サクラを追いかけて、ひとまず駅の方まで駆けてきた沼田は、しきりに周りを見渡していた。
しかし、人のいる気配が全くせず、見当違いだったのかもしれない、と深く溜息をついた。
先程まで走っていた所為か、呼吸も荒く、なかなか心拍も落ち着かない。
だが、落ち着かないのはそれだけが原因ではないのであろう。
「ヤっさんのしていることは、ただの八つ当りだよ!?」
先程から、サクラの言葉が頭の中をリフレインしてばかりいる。
──八つ当り──
言い得て妙である、と沼田は俯向いた。
そう、別にサクラは何一つ悪いことなどないのだ。
感謝こそされ、嫌味や悪態をつかれる道理など一切ない。
わかってはいた。
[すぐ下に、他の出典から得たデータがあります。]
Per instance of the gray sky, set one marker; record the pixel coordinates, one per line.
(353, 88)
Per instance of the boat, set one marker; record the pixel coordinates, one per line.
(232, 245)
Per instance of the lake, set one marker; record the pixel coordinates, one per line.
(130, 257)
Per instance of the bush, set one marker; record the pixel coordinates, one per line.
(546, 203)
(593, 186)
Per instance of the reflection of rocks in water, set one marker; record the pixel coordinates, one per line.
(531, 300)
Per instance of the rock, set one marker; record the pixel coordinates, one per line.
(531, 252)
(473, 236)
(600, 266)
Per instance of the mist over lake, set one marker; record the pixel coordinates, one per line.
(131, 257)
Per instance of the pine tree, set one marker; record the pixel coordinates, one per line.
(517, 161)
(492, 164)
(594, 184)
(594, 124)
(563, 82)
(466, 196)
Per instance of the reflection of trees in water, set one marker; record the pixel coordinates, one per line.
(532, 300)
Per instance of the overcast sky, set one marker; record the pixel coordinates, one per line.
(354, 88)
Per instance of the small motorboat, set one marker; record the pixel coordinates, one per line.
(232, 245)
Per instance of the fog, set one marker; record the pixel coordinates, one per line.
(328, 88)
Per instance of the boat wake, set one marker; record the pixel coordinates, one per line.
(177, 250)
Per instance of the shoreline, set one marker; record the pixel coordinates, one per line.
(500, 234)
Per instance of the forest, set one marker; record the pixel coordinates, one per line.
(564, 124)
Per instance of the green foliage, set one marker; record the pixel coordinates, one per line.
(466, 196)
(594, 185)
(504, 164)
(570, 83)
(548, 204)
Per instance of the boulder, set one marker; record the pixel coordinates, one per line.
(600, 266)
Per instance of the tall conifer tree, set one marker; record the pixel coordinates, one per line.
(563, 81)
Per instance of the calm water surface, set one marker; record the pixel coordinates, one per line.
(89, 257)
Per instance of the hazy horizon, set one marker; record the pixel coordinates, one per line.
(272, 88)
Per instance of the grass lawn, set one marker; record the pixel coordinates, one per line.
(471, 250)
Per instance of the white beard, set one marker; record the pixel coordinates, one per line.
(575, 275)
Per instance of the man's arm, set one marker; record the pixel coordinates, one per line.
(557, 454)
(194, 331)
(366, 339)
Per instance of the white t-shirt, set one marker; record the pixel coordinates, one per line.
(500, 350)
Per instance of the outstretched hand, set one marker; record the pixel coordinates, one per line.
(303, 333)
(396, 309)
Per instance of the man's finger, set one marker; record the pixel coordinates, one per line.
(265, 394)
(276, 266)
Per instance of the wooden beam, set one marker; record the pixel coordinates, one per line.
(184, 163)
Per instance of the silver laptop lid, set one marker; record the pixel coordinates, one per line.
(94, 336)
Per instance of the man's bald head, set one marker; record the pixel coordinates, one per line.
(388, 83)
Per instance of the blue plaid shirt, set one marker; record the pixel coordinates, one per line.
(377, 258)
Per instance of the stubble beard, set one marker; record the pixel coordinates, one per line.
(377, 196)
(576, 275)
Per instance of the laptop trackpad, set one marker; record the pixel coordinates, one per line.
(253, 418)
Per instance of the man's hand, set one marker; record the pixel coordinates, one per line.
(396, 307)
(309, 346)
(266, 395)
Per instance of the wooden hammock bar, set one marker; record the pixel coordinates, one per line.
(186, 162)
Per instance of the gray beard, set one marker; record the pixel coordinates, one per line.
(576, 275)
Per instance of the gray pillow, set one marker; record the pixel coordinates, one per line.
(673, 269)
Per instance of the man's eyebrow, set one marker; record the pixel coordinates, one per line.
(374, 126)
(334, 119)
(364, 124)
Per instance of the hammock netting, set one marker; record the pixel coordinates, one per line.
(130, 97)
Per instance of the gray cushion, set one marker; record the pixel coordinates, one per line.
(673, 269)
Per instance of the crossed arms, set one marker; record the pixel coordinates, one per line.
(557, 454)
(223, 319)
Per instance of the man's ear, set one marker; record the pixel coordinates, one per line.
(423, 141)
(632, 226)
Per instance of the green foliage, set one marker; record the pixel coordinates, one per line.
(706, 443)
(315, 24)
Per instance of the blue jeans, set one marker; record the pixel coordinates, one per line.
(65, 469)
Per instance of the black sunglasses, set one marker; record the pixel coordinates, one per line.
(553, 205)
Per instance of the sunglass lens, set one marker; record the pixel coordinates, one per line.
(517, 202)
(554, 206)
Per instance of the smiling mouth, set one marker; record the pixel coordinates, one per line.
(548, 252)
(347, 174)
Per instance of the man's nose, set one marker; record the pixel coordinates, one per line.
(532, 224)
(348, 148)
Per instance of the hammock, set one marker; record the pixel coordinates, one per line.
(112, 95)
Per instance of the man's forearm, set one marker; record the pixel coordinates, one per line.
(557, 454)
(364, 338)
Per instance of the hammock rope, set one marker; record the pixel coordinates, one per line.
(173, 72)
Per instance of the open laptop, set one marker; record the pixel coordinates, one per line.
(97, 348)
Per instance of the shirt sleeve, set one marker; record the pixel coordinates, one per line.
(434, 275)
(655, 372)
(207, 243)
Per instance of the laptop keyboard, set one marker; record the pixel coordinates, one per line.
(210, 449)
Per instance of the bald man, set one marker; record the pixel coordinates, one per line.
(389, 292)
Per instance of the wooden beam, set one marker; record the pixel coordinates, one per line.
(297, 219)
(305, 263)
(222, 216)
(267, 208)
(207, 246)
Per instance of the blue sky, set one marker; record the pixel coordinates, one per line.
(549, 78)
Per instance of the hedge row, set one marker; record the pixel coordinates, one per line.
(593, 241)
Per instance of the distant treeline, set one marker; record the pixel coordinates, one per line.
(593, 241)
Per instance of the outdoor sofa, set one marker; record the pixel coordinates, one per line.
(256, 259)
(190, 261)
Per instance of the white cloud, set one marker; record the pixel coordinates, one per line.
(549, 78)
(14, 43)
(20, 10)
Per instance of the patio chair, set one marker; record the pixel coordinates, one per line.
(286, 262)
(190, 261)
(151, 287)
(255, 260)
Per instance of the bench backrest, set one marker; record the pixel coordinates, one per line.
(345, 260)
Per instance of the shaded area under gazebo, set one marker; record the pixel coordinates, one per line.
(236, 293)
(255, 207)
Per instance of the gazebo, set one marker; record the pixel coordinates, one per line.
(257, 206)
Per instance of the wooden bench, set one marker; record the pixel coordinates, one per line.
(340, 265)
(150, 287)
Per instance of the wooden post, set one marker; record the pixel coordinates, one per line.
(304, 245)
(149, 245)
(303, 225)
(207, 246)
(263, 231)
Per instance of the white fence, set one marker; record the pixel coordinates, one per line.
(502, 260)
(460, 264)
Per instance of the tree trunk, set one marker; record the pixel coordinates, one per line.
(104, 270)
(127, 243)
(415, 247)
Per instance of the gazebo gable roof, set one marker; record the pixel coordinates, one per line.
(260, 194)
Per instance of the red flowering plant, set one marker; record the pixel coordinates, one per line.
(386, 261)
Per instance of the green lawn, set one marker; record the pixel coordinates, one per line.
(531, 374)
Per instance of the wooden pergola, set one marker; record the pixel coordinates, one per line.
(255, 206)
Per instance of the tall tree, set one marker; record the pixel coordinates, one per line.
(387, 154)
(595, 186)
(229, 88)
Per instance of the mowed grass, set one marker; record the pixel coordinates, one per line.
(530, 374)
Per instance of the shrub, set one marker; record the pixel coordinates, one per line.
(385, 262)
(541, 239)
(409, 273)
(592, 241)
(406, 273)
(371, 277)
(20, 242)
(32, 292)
それでも、何故か口をついてしまった。
現状、惨めでしかない。
サクラに追いついたところで、どうすればいいというのだろう。謝るのか。
しかし、謝ったところで何かが解決するわけでもない。今抱いているこの気持ちは、二人の奇妙な関係性が変わら ない限り、悪化こそすれ、好転はないだろう。
「一体どうすりゃいいっていうんだよ……」
沼田は独りごち、足を止めた。
気付けば、かなり遠くまで来てしまったらしい。
先程まで駅の方まで来ていたと思っていたが、見慣れない景色が広がっていた。
「まずいな……帰れなくなっちまう……ん?」
ふと、聞き慣れた声が聴こえた。
(歌??サクラか?)
声のする方へゆっくりと進むと、道端に置かれたベンチに腰掛け、明後日を眺めながら口ずさむサクラの姿があっ た。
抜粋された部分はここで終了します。